Cuando me incorporé las costillas me palpitaron furiosamente donde los cardenales aun frescos tenían un natural color púrpura. Inconscientemente, hice una leve mueca de dolor cuando me llevé la mano a la zona afectada, pero procuré que no me escuchara.

Era consciente de que infligirme dolor la complacía, y a pesar de que muchas veces solo quería echarme a llorar, no lo haría, jamás le daría más placer del que estaba obligado.

La mujer dormía a mi lado, con las facciones relajadas y el cabello rubio esparcido por la almohada, completamente desnuda e ignorante de las turbios pensamientos que me envolvían en aquellos momentos de impotencia y desesperación.

Me costaba imaginar como una mujer tan hermosa podía ser tan cruel y despiadada, como había logrado que la aborreciera y que me aborreciera a mí mismo por lo que me hacía; como cada día que pasaba sentía más asco de mí mismo, de permitir que me tocara, pero mucho más por desearla igual que la detestaba.

Yo mismo me asustaba de la dirección que podían tomar mis pensamientos, como a veces sentía como la rabia y la impotencia me llevaban a la fugaz idea de terminar con su vida, sobre todo cuando ella ni siquiera me consideraba una amenaza. Sería tan sencillo como coger la navaja suiza que siempre descansaba sobre su escritorio y clavarla en su pecho, justo a la altura del corazón o quizás rebanarle el cuello y dejar que se ahogara con su propia sangre.

Pero sabía que el siguiente en morir sería yo, y posiblemente también Olivia. Entonces todo mi sacrificio no habría válido para nada.

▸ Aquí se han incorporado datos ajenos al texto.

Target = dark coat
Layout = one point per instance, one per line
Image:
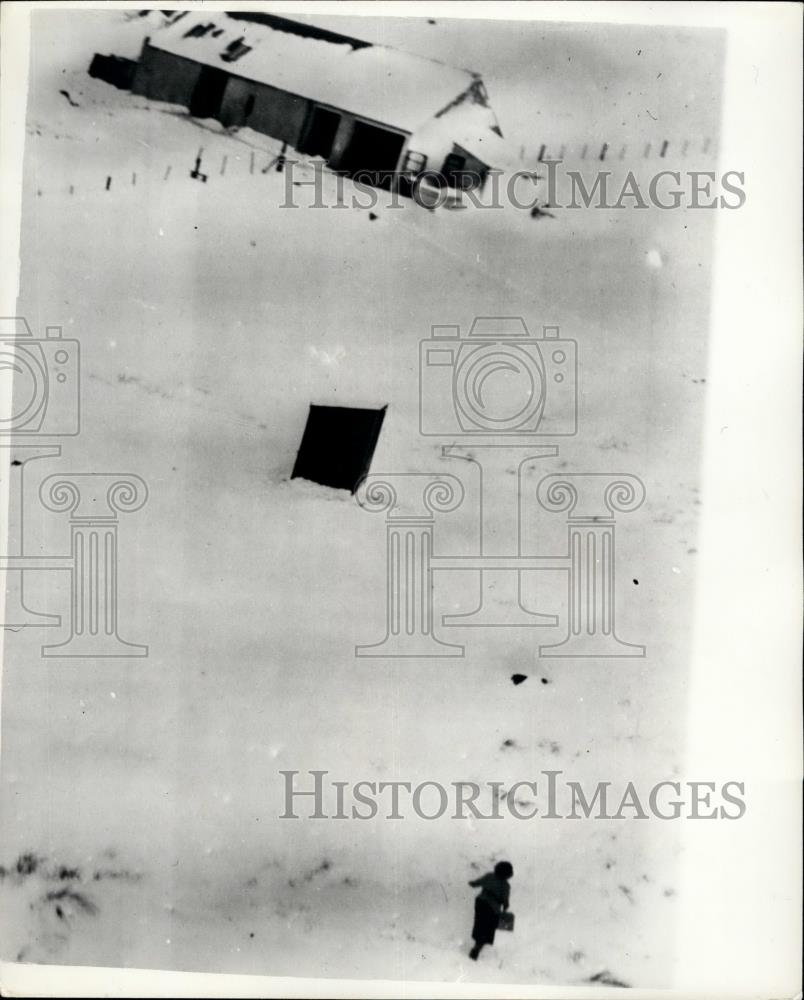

Ya había pasado un mes, un maldito mes desde que nos habían secuestrado, un mes desde que aquella mujer de la que ni siquiera conocía su nombre, pero que había arruinado mi vida sin darme cuenta, dominaba cada aspecto de mi vida, permitía que me follara a su antojo u otras veces solo buscaba castigarme.

Aun recordaba la primera vez que me usó, si así podía llamarlo, todavía recordaba la impotencia y la rabia, la tristeza y la frustración. Como había vomitado hasta que no me quedó más que bilis y sin lágrimas que derramar por el asco y el horror.

Me pasé la mano por el cabello, retirándomelo hacia atrás con irritación antes de coger un cigarrillo de su cajetilla, después me lo llevé a los labios y lo encendí, aspirando el humo que pronto inundó mis pulmones y relajó mis músculos.

Se había vuelto la única droga que podía consumir en aquellas cuatro paredes que se habían vuelto mi cárcel.

Automáticamente, me tensé al sentir como sus brazos rodearon mi cuello y sus manos acariciaron mi pecho. Tragué la bilis que ascendió por mi laringe y me obligué a respirar cuando sus pechos se aplastaron contra mi espalda.

Mi primer impulso sería apartarla, pero me obligué apretar el puño hasta que las uñas se me clavaron en la palma de la mano.

Me humedecí los labios resecos e inspiré.

—¿Pue-puedo irme ya, por favor? —le pregunté en un susurro estrangulado.

—¿Por qué quieres irte tan pronto? —ronroneó ella con la voz cargada de condescendencia y diversión.

Expulsé el humo por la nariz lentamente y vacié mis pulmones de aire.

—Estoy agotado —me limité a responder.